The 8266s, unfortunately, don't have a Socket.IO server library and can only be clients.
The next step I was working on was to get the 8266s to connect to the server in a separate Socket.IO room.
The room would allow me to handle the registers and the UI clients in separate event functions.
The math would take each of the temperature set points for each room and run a PID for each.
The PID is a math function that allows you to get a process value onto a set point by adjusting an actuator while observing the PID configuration values.
The values include Gain, Reset, Rate, DeadBand, Max output, Min output, and loop/cycle time (how often).
I would have to have cascade PIDs as when room after room gets to temp the registers will close.
Eventually you will get down to one or two rooms trying to close off. This isn't good as the fan still wants to move air.
This will mean we will have to raise all the Min outputs for all the PIDs as the sum of the PID outputs approaches some minimum setpoint.
To translate, as all the other rooms get to a decent level we start opening them as we close the remaining open registers a bit further to ensure sufficient air flow.
I was also going to work in a historic log such that the system can guess at what an ideal temp set point would be for the person in the room at the time with all the other rooms at the temperature they are at...etc.
This board took everything I threw at it.
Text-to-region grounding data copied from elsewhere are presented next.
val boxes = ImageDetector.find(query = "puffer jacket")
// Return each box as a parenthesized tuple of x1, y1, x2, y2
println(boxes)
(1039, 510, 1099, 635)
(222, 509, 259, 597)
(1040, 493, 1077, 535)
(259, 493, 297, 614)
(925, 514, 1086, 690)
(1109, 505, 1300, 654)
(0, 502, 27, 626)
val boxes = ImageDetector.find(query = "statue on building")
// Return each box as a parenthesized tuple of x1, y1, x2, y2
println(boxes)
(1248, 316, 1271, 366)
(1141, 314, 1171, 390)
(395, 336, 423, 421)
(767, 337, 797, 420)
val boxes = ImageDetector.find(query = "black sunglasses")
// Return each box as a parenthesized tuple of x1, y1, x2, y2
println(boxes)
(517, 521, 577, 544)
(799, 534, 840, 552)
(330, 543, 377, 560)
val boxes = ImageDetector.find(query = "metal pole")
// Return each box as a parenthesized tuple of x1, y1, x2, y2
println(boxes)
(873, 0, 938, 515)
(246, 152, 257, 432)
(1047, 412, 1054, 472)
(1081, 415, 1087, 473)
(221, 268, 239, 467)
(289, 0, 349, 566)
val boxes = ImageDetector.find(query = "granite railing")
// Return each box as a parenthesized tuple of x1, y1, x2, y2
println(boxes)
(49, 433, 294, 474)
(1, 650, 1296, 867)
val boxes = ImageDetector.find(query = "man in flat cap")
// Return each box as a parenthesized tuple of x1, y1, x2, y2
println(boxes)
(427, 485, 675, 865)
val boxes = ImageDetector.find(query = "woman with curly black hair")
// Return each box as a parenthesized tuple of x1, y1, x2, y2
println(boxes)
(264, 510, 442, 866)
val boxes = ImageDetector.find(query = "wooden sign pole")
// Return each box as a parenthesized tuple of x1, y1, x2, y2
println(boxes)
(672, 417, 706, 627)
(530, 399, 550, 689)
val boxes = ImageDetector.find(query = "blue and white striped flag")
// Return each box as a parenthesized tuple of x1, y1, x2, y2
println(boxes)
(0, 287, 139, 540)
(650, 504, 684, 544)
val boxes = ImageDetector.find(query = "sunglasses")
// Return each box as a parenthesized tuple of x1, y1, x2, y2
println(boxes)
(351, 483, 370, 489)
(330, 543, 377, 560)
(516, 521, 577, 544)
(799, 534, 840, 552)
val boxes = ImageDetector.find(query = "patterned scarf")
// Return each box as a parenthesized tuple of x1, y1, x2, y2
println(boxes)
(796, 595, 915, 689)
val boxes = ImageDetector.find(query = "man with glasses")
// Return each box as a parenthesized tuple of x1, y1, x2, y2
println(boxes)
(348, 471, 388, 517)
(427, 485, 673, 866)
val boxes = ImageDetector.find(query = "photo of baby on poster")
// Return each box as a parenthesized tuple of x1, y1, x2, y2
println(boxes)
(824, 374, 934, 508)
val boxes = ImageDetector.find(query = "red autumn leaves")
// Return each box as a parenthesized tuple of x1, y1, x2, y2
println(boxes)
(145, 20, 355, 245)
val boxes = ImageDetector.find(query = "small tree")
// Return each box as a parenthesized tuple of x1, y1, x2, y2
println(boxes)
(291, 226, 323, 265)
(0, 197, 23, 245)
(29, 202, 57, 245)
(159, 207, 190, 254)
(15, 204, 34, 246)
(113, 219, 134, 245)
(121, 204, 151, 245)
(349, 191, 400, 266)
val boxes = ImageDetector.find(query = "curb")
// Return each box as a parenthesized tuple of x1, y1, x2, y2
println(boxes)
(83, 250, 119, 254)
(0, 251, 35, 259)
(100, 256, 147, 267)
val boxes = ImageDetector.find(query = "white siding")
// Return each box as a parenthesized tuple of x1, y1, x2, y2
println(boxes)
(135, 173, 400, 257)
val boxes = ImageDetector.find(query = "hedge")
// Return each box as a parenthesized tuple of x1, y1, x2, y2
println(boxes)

I had a few issues at the start with a few versions which prevented either the touch screen, the I2C port, or the DIO from working.
The board boots reliable, never crashed and, despite throwing it around and not transporting it carefully, it hasn't become bricked.
I'm running it off a 5v 2a phone charger and it is happy with the low quality power. Need to test it running of my mower's alternator and a car phone charger (the ideas!).
The software is straight forward and the examples plentiful!
If the integration with Linux could stabilize such that everything doesn't fundamentally change between revisions then we could approach the topic of documentation.
As it is now I followed at least 8 different tutorials on editing the boot/uEnv.txt but each was different and none were like what I was seeing across multiple images; not that any two images looked the same either.
Once some fundamentals are understood, assuming the next version doesn't change where the boot folder is, you can make progress in initial setup.
I am loving the interface with the IDE and the built in debugger!
The IO seems robust and plentiful!
I just wish I had more of them to play with!
Too many projects for this one BBB to participate in!
Top left is the carry-along case with the entire project. Included in the small cardboard box on the left are 4 more 8266 boards, 2 of which are 201s for potential registers.
Top right: From the 8266 I have 2 pins for the IR sensor and 1 pin for the servo. To be added are 3 pins for AC, Heat & Fan allowing any register to be the HVAC controller.
The protoboard contains level shifters, i2c shifters, and a 9 degree IMU for the balancing robot. Only used the 3.3v regulator, caps, and level shifter for serial off the protoboard.
Bottom left: I cut the end off a USB B cable and used it as my 5v supply.This fed 5v to the each servo, the BBB IR sensor, the BBB, & the 8266 w/ its IR sensor.
Included on it's protoboard is a PIC microcontroller with an I2C port and 2 serial ports. The serial ports are wired into opto-isolators and into a MAX233 chip bringing then TTL levels up to RS232 levels.
Overall I'm a bit sorry I didn't purchase one sooner. Not that the Beaglebone Black Wireless wasn't available a few years ago.
This is definitely going to be a goto board for future projects! The 8266s have their place but the BBB blows it out of the water!
I'm sure there are things I left out. Can't remember every detail. But the BBB isn't something you want to forget!
Many thanks to TI and the element14 team for producing and sharing these magnificent products!
Nice road test report.
Trying to test a board when you only have small amounts of time is indeed challenging.